Ways To Keep Your Neighbors Happy During Major Renovations

You've heard phrases like "no man is an island," and "it takes a village," right? Well, if you're embarking on any kind of extensive work on your home — and unless your personal castle is surrounded by a moat — you'd do well to take your neighbors into account. No one wants to wake up at 7 a.m. on Saturday morning to the sounds of tree saws or cement mixers. Likewise, in order to maintain the peace with those living a few steps away, you'll want to warn your neighbors about your plans and your schedule for completing them, long before the work starts.

According to The Chicago Tribune the more extensive your renovations, the more important your groundwork will be. In this case, that means you are not only working on a project that will remake your home or yard. You're also casting yourself into the role of neighborhood diplomat-in-chief.

Permits mean permission

If you were at home and suddenly saw workers swarm the yard next door to dig out a new backyard pool, wouldn't you want to know how long the project might take? One way to move ahead with confidence (if not your neighbors' delight) is to have any written permissions required in one place for reference. According to Family Handyman, permits are necessary to ensure proper safety standards are met. And while these are often kept by the contractors you hire, it's a good idea to keep copies yourself to show anyone who has questions or concerns.

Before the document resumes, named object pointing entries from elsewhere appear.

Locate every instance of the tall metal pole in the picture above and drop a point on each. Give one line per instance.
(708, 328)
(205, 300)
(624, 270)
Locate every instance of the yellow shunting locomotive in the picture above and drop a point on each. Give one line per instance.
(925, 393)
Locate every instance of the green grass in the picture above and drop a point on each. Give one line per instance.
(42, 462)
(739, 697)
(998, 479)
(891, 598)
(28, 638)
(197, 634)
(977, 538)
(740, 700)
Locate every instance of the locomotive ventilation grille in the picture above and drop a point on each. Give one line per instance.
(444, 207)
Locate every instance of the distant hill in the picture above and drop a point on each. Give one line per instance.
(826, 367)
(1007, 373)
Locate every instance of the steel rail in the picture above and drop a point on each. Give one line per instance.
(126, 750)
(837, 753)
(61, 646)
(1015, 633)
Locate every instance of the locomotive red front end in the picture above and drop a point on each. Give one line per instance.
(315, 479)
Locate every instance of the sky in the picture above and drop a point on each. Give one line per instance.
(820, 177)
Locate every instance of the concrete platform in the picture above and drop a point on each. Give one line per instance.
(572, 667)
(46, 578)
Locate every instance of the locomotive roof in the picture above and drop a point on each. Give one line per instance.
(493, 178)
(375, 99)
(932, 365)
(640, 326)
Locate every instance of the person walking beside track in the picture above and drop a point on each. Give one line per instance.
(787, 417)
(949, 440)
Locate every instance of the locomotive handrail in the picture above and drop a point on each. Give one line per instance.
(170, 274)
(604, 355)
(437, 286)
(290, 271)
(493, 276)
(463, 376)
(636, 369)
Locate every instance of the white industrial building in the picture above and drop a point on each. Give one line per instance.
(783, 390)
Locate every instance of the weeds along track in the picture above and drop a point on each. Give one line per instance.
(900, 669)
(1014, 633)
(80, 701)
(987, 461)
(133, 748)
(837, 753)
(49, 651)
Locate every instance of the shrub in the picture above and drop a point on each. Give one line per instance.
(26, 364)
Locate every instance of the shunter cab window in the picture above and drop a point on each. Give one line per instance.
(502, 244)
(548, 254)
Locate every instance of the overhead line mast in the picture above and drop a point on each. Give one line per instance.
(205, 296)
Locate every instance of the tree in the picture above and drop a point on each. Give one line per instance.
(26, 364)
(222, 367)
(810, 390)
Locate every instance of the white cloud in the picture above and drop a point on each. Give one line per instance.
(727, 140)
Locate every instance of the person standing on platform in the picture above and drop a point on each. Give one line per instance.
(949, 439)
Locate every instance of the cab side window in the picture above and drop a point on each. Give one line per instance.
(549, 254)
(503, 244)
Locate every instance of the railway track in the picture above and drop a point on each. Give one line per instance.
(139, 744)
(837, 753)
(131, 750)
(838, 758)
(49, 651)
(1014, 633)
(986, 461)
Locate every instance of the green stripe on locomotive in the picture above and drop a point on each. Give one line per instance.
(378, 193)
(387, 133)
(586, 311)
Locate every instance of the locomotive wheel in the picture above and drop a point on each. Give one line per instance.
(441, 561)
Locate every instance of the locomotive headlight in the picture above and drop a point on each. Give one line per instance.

Keep your project area clean

People like to think they're entitled to live in civilization when, in fact, we all pay dearly for the privilege. The last thing your neighbors want is to see your yard looking like a combat zone. The home improvement advisors at Normandy Remodeling point out that keeping your place as tidy as possible is one way to let your homies know that you take interrupting their lives seriously. It communicates that you're doing all you can to keep things under control as well as moving as quickly and safely as possible toward their conclusion.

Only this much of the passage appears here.